Lula, qui a voté dans une école de Sao Paulo, promet quant à lui de se montrer plus responsable sur les plans social et environnemental que son adversaire et d’améliorer la situation des Brésiliens les plus pauvres et de la classe moyenne.
Il rappelle les années de prospérité que le pays a connues lors de son double mandat, entre 2003 et 2010, avant que des scandales de corruption n’entachent sa popularité et celle de son Parti des travailleurs.
Les électeurs votent grâce à des machines électroniques, un système introduit en 1996 et généralisé au début des années 2000, sans fraude attestée jusqu’à présent, mais critiqué par Jair Bolsonaro qui met en doute, sans preuve à l’appui, son intégrité.
Ces déclarations font craindre qu’il puisse contester les résultats en cas de défaite, à l’image de Donald Trump face à Joe Biden en novembre 2020 aux Etats-Unis. L’ancien président américain lui a manifesté publiquement son soutien à plusieurs reprises.
POLARISATION
Les propos de Jair Bolsonaro ont contribué à une polarisation sans précédent de la vie politique brésilienne depuis la fin de la dictature militaire en 1985, combattue à l’époque par Lula, âgé de 77 ans, lorsqu’il était dirigeant syndical, et que le président sortant, qui a 67 ans, invoque avec nostalgie.

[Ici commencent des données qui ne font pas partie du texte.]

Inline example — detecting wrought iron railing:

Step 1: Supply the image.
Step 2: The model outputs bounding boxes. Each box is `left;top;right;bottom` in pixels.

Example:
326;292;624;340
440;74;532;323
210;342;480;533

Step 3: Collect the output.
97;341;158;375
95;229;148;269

Arrivé en tête du premier tour avec 48,3% des suffrages exprimés contre 43,2% pour Bolsonaro, sur un total de 11 candidats, Lula conserve un léger avantage dans les sondages mais l’écart s’est resserré dans la dernière semaine de campagne et de nombreux analystes estiment que l’un comme l’autre peut l’emporter, d’autant que les enquêtes d’opinion avaient sous-estimé le score de Jair Bolsonaro le 2 octobre.
En cas de victoire, le retour de Lula au sommet de l’Etat prendrait des airs de revanche pour le dirigeant de gauche, qui a passé dix-neuf mois derrière les barreaux après sa condamnation en appel pour corruption en 2018. La Cour suprême a confirmé l’an dernier l’annulation de ses condamnations, donnant libre champ à sa candidature à un troisième mandat présidentiel.

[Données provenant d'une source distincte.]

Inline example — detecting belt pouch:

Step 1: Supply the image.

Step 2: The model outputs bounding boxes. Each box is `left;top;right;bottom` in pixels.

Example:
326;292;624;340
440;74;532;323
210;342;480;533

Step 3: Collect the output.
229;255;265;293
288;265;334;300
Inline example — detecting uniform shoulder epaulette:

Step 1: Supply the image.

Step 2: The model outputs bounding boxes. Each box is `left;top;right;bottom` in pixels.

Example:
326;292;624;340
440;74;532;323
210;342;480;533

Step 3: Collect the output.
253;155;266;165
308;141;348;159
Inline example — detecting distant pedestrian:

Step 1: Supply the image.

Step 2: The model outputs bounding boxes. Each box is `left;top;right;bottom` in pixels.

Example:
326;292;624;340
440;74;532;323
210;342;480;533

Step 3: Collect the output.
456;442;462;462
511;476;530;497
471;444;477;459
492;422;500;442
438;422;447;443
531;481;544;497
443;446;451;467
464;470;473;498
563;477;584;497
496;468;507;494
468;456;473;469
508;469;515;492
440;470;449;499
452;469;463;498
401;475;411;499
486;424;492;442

Lors de la campagne, Lula a promis de rétablir une politique économique et sociale étatiste qui avait permis, lors de sa présidence, de sortir des millions de Brésiliens de la pauvreté dans un contexte d’envolée du prix des matières premières. Il a également juré de lutter contre la déforestation en Amazonie, qui se poursuit à un rythme sans précédent depuis quinze ans.
Jair Bolsonaro, soutenu par une coalition de partis conservateurs et de puissants lobbies agricoles, lesquels ont financé sa campagne, entend poursuivre ses réformes favorables au marché et continuer à abaisser les normes de protection de l’environnement.
INVECTIVES
« J’ai vu ce que Lula et sa bande criminelle ont fait de ce pays », a déclaré une électrice pro-Bolsonaro, Ana Maria Vieira, en votant dans le quartier de Copacabana, à Rio, ajoutant que le bilan économique du président sortant était « fantastique ».

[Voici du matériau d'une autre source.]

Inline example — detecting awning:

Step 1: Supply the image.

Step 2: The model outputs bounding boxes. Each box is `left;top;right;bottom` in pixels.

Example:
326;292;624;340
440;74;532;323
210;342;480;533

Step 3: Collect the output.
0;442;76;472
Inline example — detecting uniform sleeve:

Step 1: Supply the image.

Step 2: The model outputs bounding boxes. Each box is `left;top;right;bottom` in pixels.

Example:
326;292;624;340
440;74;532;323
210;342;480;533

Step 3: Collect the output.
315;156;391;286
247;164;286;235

Antonia Cordeiro, une électrice de 49 ans interrogée dans le même bureau de vote, a dit avoir voté pour Lula en déplorant que Jair Bolsonaro n’ait oeuvré selon elle que pour les riches : « On ne peut pas continuer avec Bolsonaro, ça n’a pas marché. »
Jair Bolsonaro n’a de cesse depuis un an de questionner la fiabilité du vote électronique, au point que nombre de ses partisans doutent désormais de la crédibilité du processus électoral.
A l’issue d’une campagne marquée par les invectives, et des confrontations armées impliquant des alliés de premier plan de Jair Bolsonaro ces dernières semaines, le Tribunal supérieur électoral, dirigé par des juges de la Cour suprême, a mis en place des mesures de sécurité pour protéger son personnel et son bâtiment en prévision d’éventuelles manifestations.
Les alliés de Jair Bolsonaro ont prévu d’organiser dimanche une « fête de la victoire » sur l’esplanade centrale de Brasilia, la capitale fédérale, pendant le comptage des voix.
Le chef de l’Etat sortant a également demandé à ses partisans de se poster devant les bureaux de vote jusqu’à leur fermeture à 17h00 (20h00 GMT), une initiative dénoncée par ses détracteurs qui estiment que cela pourrait peser sur le choix des électeurs et conduire à des affrontements.
De son côté, Lula a appelé ses électeurs à défendre la démocratie face au « néofascisme » de Bolsonaro.